With any new endeavor, it’s vital to identify the people in your life who will be there for you no matter what obstacles you may encounter along the way. You’ll need someone to catch you when you fall, someone to face the world for you when you just can’t bear to get up out of bed, and someone’s arms to leap into when you’ve achieved what you once thought was impossible. Without these people in our lives, the ending will be bittersweet, because who wants to celebrate alone? The going may be rough, but no one becomes a gold medalist overnight, not even amazingly gifted athletes. In a world of buff professionals, the scrawny underdog often comes up on top, followed by a loyal pack of supportive friends and family. 17-year-old gold medalist Missy Franklin explained to the media that she didn’t move to a big swimming state to train, like many professionals encouraged her to do, because she would not have been happy being away from her friends and family. She believes being happy and around loved ones has helped her be successful. If she’s not a success story, I’m not sure what is.

So as you sit down to watch your next favorite Olympic event with your loyal life supporters, take a moment to thank them for being your own personal cheerleaders. In turn, make sure you’re being the best supporter you can be, because you never know when someone may need a little encouragement to strike gold.

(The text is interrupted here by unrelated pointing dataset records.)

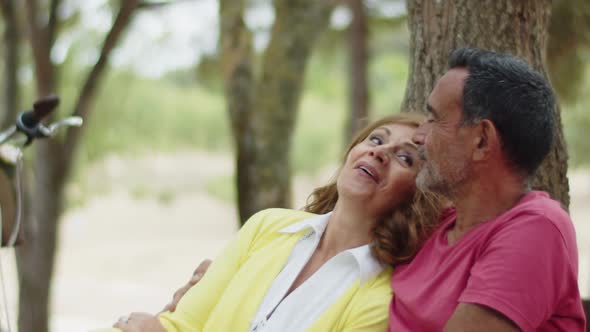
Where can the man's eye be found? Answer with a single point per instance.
(407, 159)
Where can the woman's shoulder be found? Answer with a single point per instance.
(275, 219)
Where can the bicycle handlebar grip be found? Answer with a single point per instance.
(41, 108)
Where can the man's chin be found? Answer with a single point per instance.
(423, 180)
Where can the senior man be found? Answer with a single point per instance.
(504, 258)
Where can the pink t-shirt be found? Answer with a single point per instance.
(523, 263)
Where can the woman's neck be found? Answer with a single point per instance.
(348, 228)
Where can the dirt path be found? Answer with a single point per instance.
(128, 249)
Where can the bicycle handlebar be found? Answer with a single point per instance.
(41, 108)
(29, 122)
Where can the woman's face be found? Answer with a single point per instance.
(380, 171)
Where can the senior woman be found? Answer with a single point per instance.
(327, 268)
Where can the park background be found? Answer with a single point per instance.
(151, 187)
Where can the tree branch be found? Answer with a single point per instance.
(93, 79)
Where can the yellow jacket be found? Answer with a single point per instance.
(228, 296)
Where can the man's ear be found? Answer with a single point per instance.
(486, 140)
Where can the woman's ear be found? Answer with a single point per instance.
(486, 140)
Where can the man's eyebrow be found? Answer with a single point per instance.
(386, 130)
(430, 109)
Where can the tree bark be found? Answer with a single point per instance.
(11, 62)
(358, 35)
(238, 76)
(516, 27)
(264, 114)
(53, 161)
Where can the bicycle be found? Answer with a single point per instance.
(27, 128)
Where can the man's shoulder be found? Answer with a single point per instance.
(538, 207)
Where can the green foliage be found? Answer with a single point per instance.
(138, 115)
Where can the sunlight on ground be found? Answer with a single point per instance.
(131, 246)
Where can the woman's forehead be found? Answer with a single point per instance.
(397, 129)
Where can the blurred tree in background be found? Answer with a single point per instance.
(53, 160)
(340, 74)
(262, 104)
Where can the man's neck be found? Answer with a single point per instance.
(480, 201)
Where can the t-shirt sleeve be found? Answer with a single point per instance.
(194, 308)
(521, 272)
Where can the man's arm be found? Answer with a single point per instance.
(474, 317)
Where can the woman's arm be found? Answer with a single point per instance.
(194, 308)
(196, 277)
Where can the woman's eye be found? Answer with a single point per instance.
(407, 159)
(376, 139)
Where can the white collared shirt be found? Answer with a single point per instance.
(302, 307)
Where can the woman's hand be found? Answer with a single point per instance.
(139, 322)
(197, 275)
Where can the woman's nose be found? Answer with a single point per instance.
(379, 153)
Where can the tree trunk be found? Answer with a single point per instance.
(11, 62)
(358, 35)
(53, 162)
(264, 114)
(516, 27)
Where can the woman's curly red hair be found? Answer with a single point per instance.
(398, 236)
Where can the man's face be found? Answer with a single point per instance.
(442, 139)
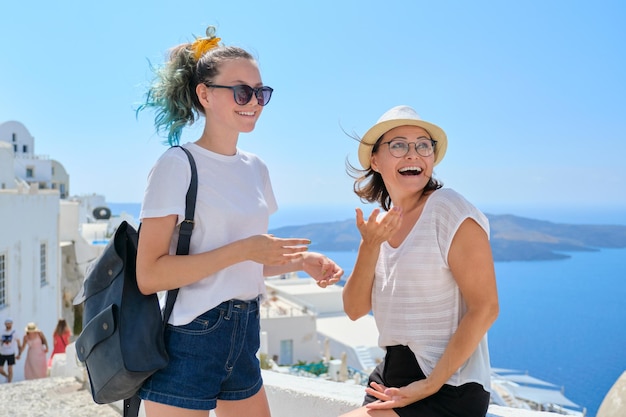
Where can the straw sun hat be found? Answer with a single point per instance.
(400, 116)
(31, 327)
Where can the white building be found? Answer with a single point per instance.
(47, 238)
(30, 271)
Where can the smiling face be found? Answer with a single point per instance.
(219, 104)
(409, 173)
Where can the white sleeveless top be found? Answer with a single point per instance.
(416, 301)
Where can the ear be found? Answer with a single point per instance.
(202, 91)
(373, 163)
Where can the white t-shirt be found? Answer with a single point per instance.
(416, 301)
(8, 342)
(235, 200)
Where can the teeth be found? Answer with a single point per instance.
(407, 169)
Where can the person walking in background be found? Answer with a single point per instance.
(60, 339)
(213, 333)
(35, 365)
(10, 349)
(425, 269)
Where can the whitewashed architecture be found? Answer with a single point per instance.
(47, 238)
(30, 270)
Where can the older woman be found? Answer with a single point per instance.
(425, 269)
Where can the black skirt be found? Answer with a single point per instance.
(400, 368)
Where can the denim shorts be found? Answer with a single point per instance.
(212, 358)
(400, 368)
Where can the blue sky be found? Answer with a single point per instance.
(532, 94)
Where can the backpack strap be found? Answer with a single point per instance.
(186, 227)
(131, 405)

10 Tips for Giving, Receiving and Appreciating Support

♥ Listen with your heart first, then your head.

♥ Ask good questions (what and how, not why) and follow up with more questions for clarification or offer suggestions if appropriate.

♥ Organize a lunch date with a friend and suggest that you both bring new material to show each other your progress or talk about what’s important in your lives.

♥ If it helps, make a list of what endeavors your friends have embarked on, and follow up with them on a regular basis.

♥ If you need help, be courageous and ask for it. Most people are happy to help if they know you need it.

♥ Take the time to thank everyone who has supported you, no matter how small the gesture may have been.

♥ Take time to connect with those who need you.

♥ Stay in the present moment when you are with someone, texting or glancing around gives them the impression that you’re not focused on their big news or moment.

♥ Offer your support in any way possible, even when you think it may not be well-received or appreciated.

♥ Remember that we all go through rough patches. They are an important part of the success process and the moments where we all need support the most.